La production de vins orléanais ne cesse de croître au XVIIIe siècle : la canal d'Orléans, ouvert à la navigation en 1692, facilite le transport des vins jusqu'à Paris via le Loing et la Seine. Le port de Pont-aux-Moines, parmi d'autres, est un important point d'embarquement. C'est au XVIIIe également que se répandent les pressoirs à roue comme celui qui est conservé à Mardié dans la Maison d'Irène. L’apogée de la production du vignoble orléanais se situe autour de 1830. Le Loiret produit alors plus de 1,5 million d’hl en 1826-1828, années fastes, (7ème département viticole !) sur une superficie de presque 40 000 ha.

Le déclin entamé dès le milieu du XIXe à cause de la concurrence des vins du Midi amenés à Paris par le chemin de fer est accéléré par la crise du phylloxera qui touche notre région à partir de 1876 jusqu’en 1900 environ. De nombreuses vignes doivent être arrachées. Quand elles sont replantées – ce qui n’est pas toujours le cas – c’est avec des plants américains résistant à l’insecte sur lesquels on a greffé les cépages traditionnels, mais aussi de nouvelles variétés plus productives. La surproduction qui suit la crise et la concurrence d’autres régions font chuter les cours dès le début du XXe et le mouvement se poursuit inexorablement après la Première Guerre mondiale. Les surfaces diminuent alors jusqu’à pratiquement disparaître autour de 1960 (sauf dans le secteur de Mareau-aux-Prés et Cléry-Saint-André où a pu se maintenir une tradition de qualité).
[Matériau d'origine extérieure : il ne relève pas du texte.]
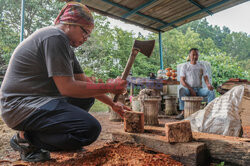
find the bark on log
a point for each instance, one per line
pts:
(134, 122)
(178, 131)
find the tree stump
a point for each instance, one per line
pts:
(133, 122)
(150, 107)
(192, 104)
(150, 100)
(178, 131)
(170, 105)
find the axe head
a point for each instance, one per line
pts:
(145, 47)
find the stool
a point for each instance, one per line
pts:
(192, 104)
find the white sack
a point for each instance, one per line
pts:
(221, 116)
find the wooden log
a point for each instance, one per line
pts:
(150, 107)
(170, 105)
(115, 117)
(192, 104)
(232, 150)
(133, 122)
(191, 153)
(178, 131)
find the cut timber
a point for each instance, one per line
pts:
(192, 104)
(191, 153)
(178, 131)
(234, 150)
(150, 107)
(134, 122)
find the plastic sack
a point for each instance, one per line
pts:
(221, 116)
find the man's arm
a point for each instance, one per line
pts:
(103, 97)
(69, 86)
(209, 86)
(117, 107)
(191, 90)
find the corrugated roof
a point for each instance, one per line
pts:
(159, 15)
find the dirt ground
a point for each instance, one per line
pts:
(101, 152)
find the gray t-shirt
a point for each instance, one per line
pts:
(28, 82)
(193, 74)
Les activités liées à la viticulture

Un tonneau au-dessus du portail de la maison RoutyLa commune de Mardié n’était évidemment pas entièrement viticole (les terres labourables étaient majoritaires en superficie et les bois importants), mais, jusqu'au début du XXe siècle, la vigne occupait la majorité des cultivateurs petits propriétaires et était surtout implantée dans les environs du bourg, sur tout le coteau et la majeure partie de la plaine de la Loire (il y en avait aussi aux Breteaux).

La viticulture entraînait de multiples activités. Ainsi la tonnellerie était pratiquée par plusieurs artisans à Mardié. Certains étaient en même temps tonnelier et négociant en vins (la maison Suplisson par exemple). La maison Routy, au centre du bourg, était à l'origine une entreprise de tonnellerie comme en témoigne un écusson sur la maison ou les tonneaux sculptés de part et d'autre du portail. Puis l'entreprise a évolué vers le négoce du vin et, surtout, la fabrication du vinaigre qui en est devenu l'activité principale et qui a duré jusqu'au milieu des années 1960. D'autres négociants en vins et vinaigres ont laissé de belles demeures à Mardié, dans le secteur du port et de l'écluse notamment, preuve de la prospérité de ces activités jusqu'à la Première Guerre mondiale.

La distillation du marc pour la production d’eau de vie était aussi pratiquée à Mardié qui a compté jusqu'à deux bouilleurs. Une maison de la distillation est conservée et se visite à Bou, de même qu'un musée de la tonnellerie à Chécy.